There was a problem hiding this comment.
There does seem to be an issue here, but it is not so trivial to pinpoint the exact data race with a loop around of the buffer that triggers it.
I will need some time to figure this one out.
There was a problem hiding this comment.
There was an issue in the tests. The stopping condition was not correctly implemented when CONSUMERS * BATCH_SIZE > CAPACITY. This is now fixed.
In general, the issue you are describing can occur already when CONSUMERS * BATCH_SIZE > CAPACITY, meaning this can already happen with a lot of consumer threads even with single optimist push'es and pop's.
The good news this is not a problem for deadlocking (when properly dealing with the (batched) optimist queue).
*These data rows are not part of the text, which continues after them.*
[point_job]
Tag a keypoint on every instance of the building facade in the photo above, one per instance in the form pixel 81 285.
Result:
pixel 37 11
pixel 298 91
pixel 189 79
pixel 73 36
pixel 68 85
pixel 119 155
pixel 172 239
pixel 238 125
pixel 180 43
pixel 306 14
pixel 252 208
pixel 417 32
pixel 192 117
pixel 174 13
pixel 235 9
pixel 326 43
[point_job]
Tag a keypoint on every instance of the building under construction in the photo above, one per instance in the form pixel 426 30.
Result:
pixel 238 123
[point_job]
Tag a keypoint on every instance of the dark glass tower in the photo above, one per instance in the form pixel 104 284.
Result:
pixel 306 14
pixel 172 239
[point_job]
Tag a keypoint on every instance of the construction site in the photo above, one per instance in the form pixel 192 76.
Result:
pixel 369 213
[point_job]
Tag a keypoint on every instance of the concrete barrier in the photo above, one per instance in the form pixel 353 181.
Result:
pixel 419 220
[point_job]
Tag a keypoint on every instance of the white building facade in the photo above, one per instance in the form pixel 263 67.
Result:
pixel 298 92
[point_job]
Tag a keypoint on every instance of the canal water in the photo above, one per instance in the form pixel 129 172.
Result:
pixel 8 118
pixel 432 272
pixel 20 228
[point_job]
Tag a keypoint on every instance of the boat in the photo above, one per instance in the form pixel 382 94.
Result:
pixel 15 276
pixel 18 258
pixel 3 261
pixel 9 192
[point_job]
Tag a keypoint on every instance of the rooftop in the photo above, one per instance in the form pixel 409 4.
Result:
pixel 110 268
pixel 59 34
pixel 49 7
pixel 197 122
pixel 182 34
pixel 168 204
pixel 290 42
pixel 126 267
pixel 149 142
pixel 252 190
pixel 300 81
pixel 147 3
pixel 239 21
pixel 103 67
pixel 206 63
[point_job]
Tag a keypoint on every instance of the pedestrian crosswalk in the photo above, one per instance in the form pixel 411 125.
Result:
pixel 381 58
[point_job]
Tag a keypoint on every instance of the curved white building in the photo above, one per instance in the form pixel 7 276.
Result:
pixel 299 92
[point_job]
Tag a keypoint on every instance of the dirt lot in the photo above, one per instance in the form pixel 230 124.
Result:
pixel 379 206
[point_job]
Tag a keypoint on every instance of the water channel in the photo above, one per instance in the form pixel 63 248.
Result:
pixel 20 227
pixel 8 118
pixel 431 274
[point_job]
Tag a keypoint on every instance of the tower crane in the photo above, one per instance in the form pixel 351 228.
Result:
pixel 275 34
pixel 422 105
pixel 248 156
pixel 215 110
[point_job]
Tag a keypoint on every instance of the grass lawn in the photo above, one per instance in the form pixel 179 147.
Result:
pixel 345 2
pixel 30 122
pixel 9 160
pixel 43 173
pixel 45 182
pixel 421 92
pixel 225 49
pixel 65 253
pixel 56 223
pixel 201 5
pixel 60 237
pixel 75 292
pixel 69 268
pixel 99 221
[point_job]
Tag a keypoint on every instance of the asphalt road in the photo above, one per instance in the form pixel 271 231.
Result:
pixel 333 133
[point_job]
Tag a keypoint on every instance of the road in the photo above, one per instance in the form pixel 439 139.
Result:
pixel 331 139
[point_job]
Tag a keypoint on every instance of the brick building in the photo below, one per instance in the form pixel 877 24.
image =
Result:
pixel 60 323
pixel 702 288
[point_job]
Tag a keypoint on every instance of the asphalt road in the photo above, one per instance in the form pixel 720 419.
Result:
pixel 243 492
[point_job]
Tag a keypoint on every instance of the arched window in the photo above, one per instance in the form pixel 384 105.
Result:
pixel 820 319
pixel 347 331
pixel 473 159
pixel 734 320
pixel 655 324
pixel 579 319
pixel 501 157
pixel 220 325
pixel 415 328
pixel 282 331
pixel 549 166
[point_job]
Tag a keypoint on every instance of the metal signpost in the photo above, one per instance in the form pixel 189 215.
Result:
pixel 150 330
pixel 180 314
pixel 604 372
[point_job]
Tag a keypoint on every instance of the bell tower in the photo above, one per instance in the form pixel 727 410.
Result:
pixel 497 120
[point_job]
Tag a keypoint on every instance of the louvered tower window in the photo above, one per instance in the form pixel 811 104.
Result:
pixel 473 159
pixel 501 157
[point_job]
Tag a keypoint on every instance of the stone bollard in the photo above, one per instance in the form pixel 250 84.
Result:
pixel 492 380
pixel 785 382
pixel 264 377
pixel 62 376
I shall sketch why this is the case later. Tests have been added to cover this case. The bad news is that when CONSUMERS * BATCH_SIZE > CAPACITY, push'es and pops can happen out of order. For example, two producers can be allocated slots head_1 and head_2 with head_1 < head_2 and head_1 % CAPACITY == head_2 % CAPACITY and it can happen now that the producer with allocated slot head_2 push'es first to the slot and the producer with allocated slot head_1 has to wait. This is an issue in so far as the queue no longer acts as "FIFO". The sketch as to why this does not deadlock is that one can imagine that the two producers swap "roles" when this happens, i.e. you swap the data that would be pushed to head_1 and head_2 and now just pretend that it was the first producer corresponding to head_1 that did the push and the second producer is the one waiting. (I need to write this down better)
There was a problem hiding this comment.
The case BATCH_SIZE > CAPACITY is not an issue, it just means the producer has to wait until consumers pop'ed enough for the producer to continue push'ing.
| unsigned tail; | ||
| if(Derived::spsc_) { | ||
| tail = tail_.load(X); | ||
| tail_.store(tail + n, X); |
The batch sizes in the tests are too small relative to the capacity to trigger the mentioned issue (to be addressed). The more likely culprit here is that the tests do take longer with the sanitizers. On my machine, they run in a little more than 60s. The additional tests in the current PR increase the test time by 5x and the pre-existing test does take around 12-13s. |
|
May be do shorter tests with sanitisers? Building with sanitizers defines extra macros that can be used to adjust the number of test iterations. May be do random batch sizes. |
|
Thinking more about iterators, It is conceivable that the caller of push knows the exact size of the iterator range, Yet the iterators may not necessarily be of random-access category. std::distance complexity is O(1) for random-access iterators only and O(n) for anything else. Calling std::distance has non-zero cost, in general. We must not call std::distance. Let the caller supply the length of the iterator range, it may have the length already available. Zero-cost batch interface, is: It also enables passing in any kind of iterator, including single-pass input iterators, which are often generator objects, producing the next value in its overloaded |
GitHub actions hosts may be using cheapest shared CPUs, threads get little CPU time. Consumer threads may get delayed and and the queues can easily get full in the unit-tests. |
|
I extended the test cases to cover large BATCH_SIZE including ones that are > CAPACITY. The batch size is now random every time. The meson tests should now run in about 20-22 seconds. I converted the PR back to draft to do the following:
|
This pull request adds batch pushes and pops using iterator semantics to alleviate pressure on the atomic heads and tails of the queue.
In particular, it adds the following functions with the following signature:
Some details:
Note that int in 2. and unsigned in 4. are purposely chosen such that the implementation uses fewer conversions and is more efficient.